Cela signifie que les administrateurs sont responsables, conjointement
avec un ou plusieurs autres administrateurs, de même qu'individuellement,
de verser des dommages-intérêts. Lorsque ce genre de responsabilité
s'applique, une partie qui remporte un procès peut poursuivre un,
certains ou l'ensemble des administrateurs pour faire exécuter
le jugement.
À moins d'indication contraire, lorsque nous mentionnons une règle
dans cet ouvrage, nous faisons référence à la législation
fédérale sur les sociétés sans but lucratif,
en l'occurrence la Loi sur les corporations canadiennes, et/ou
les règles de common lawqui s'appliquent aux sociétés
constituées en vertu de cette loi. Chaque province possède
son propre texte de loi sur les sociétés sans but lucratif
et même si, de façon générale, ces lois sont très
similaires, elles comportent d'importantes différences. Il est
donc souvent impossible d'énoncer de façon catégorique
une règle qui s'applique dans toutes les sphères de compétence.
NOTRE APPROCHE
Exigences légales
Une partie de cet ouvrage porte sur ce que les administrateurs
doivent faire, tandis qu'une grande partie a trait à ce que les
administrateurs devraient faire; de plus, nous traitons à l'occasion
de ce que les administrateurs peuvent faire. La jurisprudence concernant
les sociétés sans but lucratif est relativement peu commune.
Ainsi, même si de nombreux jugements ont été rendus
sur des questions de conflits d'intérêts mettant en cause
des administrateurs de sociétés à but lucratif, peu
de jugements ont été rendus sur cette question dans le contexte
des sociétés sans but lucratif. Cela signifie qu'il y a
une importante zone grise où la ligne de démarcation entre
ce qu'un administrateur doit faire et ce qu'il est autorisé à
faire n'est pas claire. Ainsi, nous ne pouvons énoncer, de façon
définitive, la norme juridique qui s'applique lorsqu'un administrateur
d'un organisme de bienfaisance sans but lucratif est partie à une
transaction touchant aux avoirs de la société. Lorsque la
loi a été clarifiée - soit dans un texte de
loi soit par les jugements des tribunaux - nous nous sommes efforcés
de l'indiquer.
Bonnes pratiques en matière de gouvernance
Un récent rapport de l'Institut sur la gouvernance affirme
qu'une bonne gouvernance comporte l'atteinte des résultats recherchés
d'une façon compatible avec les valeurs démocratiques et la
justice sociale. Le rapport énonce les éléments d'une
bonne gouvernance :
... La vision (envisager l'avenir), l'orientation
(définir des objectifs et préciser un « cheminement
» général), les ressources (obtenir
les ressources nécessaires pour atteindre les objectifs ou
suivre la voie tracée), la surveillance (s'assurer
périodiquement que le véhicule organisationnel est
bien entretenu, progresse vers sa destination) et ce, à l'intérieur
des limites de la loi, l'obligation de rendre compte (s'assurer
que les ressources sont employées de façon efficiente,
et faire rapport aux intéressés sur les progrès
et les écarts observés)1.
|
Ce processus va manifestement bien au-delà du respect des exigences
légales. Comment une société met en oeuvre ces divers
éléments dépend de son mandat et de ses caractéristiques.

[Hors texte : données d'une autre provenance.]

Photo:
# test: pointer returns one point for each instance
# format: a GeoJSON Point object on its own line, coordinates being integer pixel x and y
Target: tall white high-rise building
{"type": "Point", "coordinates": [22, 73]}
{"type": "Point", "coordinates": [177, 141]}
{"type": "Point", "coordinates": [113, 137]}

Cependant, on peut dire qu'une société ne pourra avoir de
bonnes pratiques en l'absence d'un engagement, d'une prise de décision
compétente et d'une évaluation périodique.

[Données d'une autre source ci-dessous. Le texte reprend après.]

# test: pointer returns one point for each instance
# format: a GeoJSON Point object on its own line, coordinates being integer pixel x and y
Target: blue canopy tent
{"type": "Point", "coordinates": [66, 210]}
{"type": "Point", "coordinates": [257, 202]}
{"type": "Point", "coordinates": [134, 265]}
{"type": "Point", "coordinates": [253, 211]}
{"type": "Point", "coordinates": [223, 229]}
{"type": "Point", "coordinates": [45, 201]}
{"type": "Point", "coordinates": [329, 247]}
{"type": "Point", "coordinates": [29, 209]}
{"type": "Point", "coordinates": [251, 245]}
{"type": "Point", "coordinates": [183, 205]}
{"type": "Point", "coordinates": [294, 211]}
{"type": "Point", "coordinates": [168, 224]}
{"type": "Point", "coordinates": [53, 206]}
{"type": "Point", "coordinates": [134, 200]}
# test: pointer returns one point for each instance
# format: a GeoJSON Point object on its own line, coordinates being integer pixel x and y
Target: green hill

Dans une procédure judiciaire, le respect d'une bonne pratique
en matière de gouvernance n'offre pas nécessairement une défense
complète. Cependant, lorsqu'une société ou un administrateur
peut démontrer qu'il a suivi une pratique établie, conforme
à une saine gouvernance, ou qu'il a choisi d'agir dans le but d'en
arriver à une bonne gouvernance, cela constitue souvent un argument
très persuasif en faveur de la société ou de l'administrateur.
Intendance
Les sociétés sans but lucratif peuvent jouir d'un
traitement fiscal spécial, tandis que les organismes de bienfaisance
enregistrés bénéficient d'un traitement fiscal encore
plus généreux. Cela signifie que le public considère
souvent qu'il a droit de regard sur la façon dont ces sociétés
fonctionnent. Les préoccupations peuvent englober la concurrence
déloyale que livre une société sans but lucratif
à une entité à but lucratif, ou une mauvaise utilisation
des dons reçus par un organisme de bienfaisance. Le cadre juridique
et réglementaire pertinent traite, jusqu'à un certain point,
de ces questions. Cependant, le conseil et les administrateurs doivent
aussi être conscients que ces aspects donnent à leur société
une image publique qu'elle n'aurait pas autrement.

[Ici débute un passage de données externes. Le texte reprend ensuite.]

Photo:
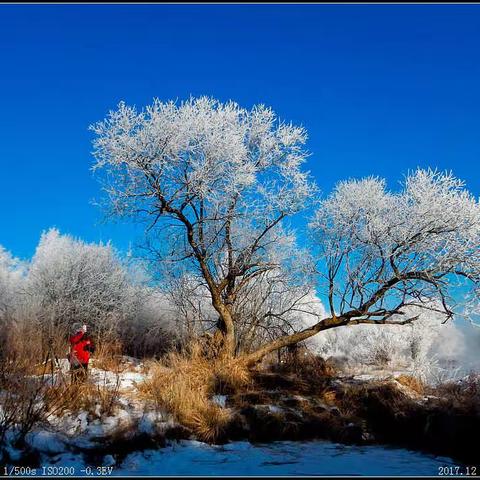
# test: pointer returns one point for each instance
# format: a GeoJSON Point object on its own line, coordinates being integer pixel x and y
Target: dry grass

De nombreuses sociétés sans but lucratif - et, en
particulier, les organismes de bienfaisance - bénéficient
d'une grande crédibilité auprès du public2.
À vrai dire, cette crédibilité est l'un des points
forts du secteur. L'engagement d'une société à faire
preuve de transparence est essentiel au maintien et au renforcement de
la confiance du public à l'égard du secteur.
C'est lors de la défaillance d'une société que l'impact
des décisions prises par le conseil d'administration sur la confiance
du public ressort le plus nettement - nous pouvons tous citer des
cas fortement médiatisés qui ont eu un retentissement négatif
ces dernières années. Une plus grande ouverture n'aurait pas
réglé les problèmes sousjacents dans plusieurs de ces
cas, mais l'absence de divulgation a presque invariablement amplifié
les dommages causés à la société.
Peu d'organismes sans but lucratif peuvent survivre à long terme
s'ils n'ont pas le soutien d'au moins un segment du public. Outre les
exigences légales, il y a une raison très pratique pour que
les administrateurs de sociétés sans but lucratif agissent
prudemment et avec toute la diligence nécessaire, et pour que les
sociétés prennent l'engagement de faire preuve de la plus
grande transparence possible dans leurs activités. La plupart du
temps, le dynamisme à long terme d'une société dépendra
de l'efficacité avec laquelle elle a su préserver la confiance
du public.
Conclusion
Il n'est jamais risqué pour un administrateur de chercher
à se conformer à l'esprit de la loi lorsque la lettre de
la loi n'est pas assez claire, en agissant conformément aux bonnes
pratiques de gouvernance ou en étant conscient de la façon
dont une action ou une décision particulière serait perçue
par le public. En réalité, cela est nécessaire pour
que les sociétés sans but lucratif répondent aux
exigences croissantes qui leur sont imposées sur les plans de l'intégrité,
de la transparence et de l'obligation de rendre compte.